-Debra Wesselmann and Cathy Schweitzer

When your attachment relationship with your child is at its best, you and your child may experience the relationship as a dance in which both partners are moving to the same rhythm. Although you are in the lead, it’s not forced. There’s a flow, and it feels right to both of you.  When you are struggling in your relationship with your child, it may feel like dancing with a partner who hears an entirely different tune – for both of you. The fun is gone. Both partners may be attempting to force things to go their way, but nothing is working, and you wind up tromping upon one another’s toes.  You and your child may be in sync one day and out of sync the other…or you may struggle every single day.

Forcing your child to get into step won’t work to smooth out the dance. On the other hand, if you refuse to engage in the dance until your child hears the same rhythm that you hear, you will wait for an eternity.  To smooth out the relationship and develop a positive attachment, you will have to entice your child to engage with you and follow your lead.  This will take time, it can’t happen overnight.  Begin by showing that your want the relationship, no matter how awkward and difficult it feels right now.     

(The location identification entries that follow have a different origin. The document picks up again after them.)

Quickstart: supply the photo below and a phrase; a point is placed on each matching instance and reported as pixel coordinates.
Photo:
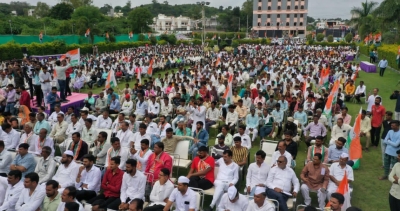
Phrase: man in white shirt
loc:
(260, 201)
(14, 189)
(46, 165)
(32, 195)
(154, 108)
(9, 136)
(162, 189)
(281, 152)
(233, 200)
(104, 121)
(68, 195)
(228, 175)
(28, 136)
(88, 180)
(141, 155)
(68, 170)
(117, 150)
(336, 174)
(53, 117)
(133, 184)
(124, 135)
(58, 131)
(5, 160)
(339, 130)
(280, 181)
(246, 141)
(184, 198)
(257, 173)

Remember that even if your child works hard to behave as if he doesn’t want a positive relationship, what he really doesn’t want is rejection. At the same time, he may try to get his needs for interaction met through attention-seeking behaviors. This is simply the way that your child learned to dance somewhere in his life. All children require attention, and lots of it, whether positive or negative.  Punishing your child’s misguided dance steps will only reinforce the mixed-up, negative interactions between you. You will develop a new, more enjoyable dance by staying engaged, positive and playful, patient, and non-shaming.  Over time, your own new steps will entice your child into a new kind of relationship – one that you can both enjoy. 

Don’t try to figure this out on your own.  Work with a skilled professional who can help you effectively navigate this journey with your child.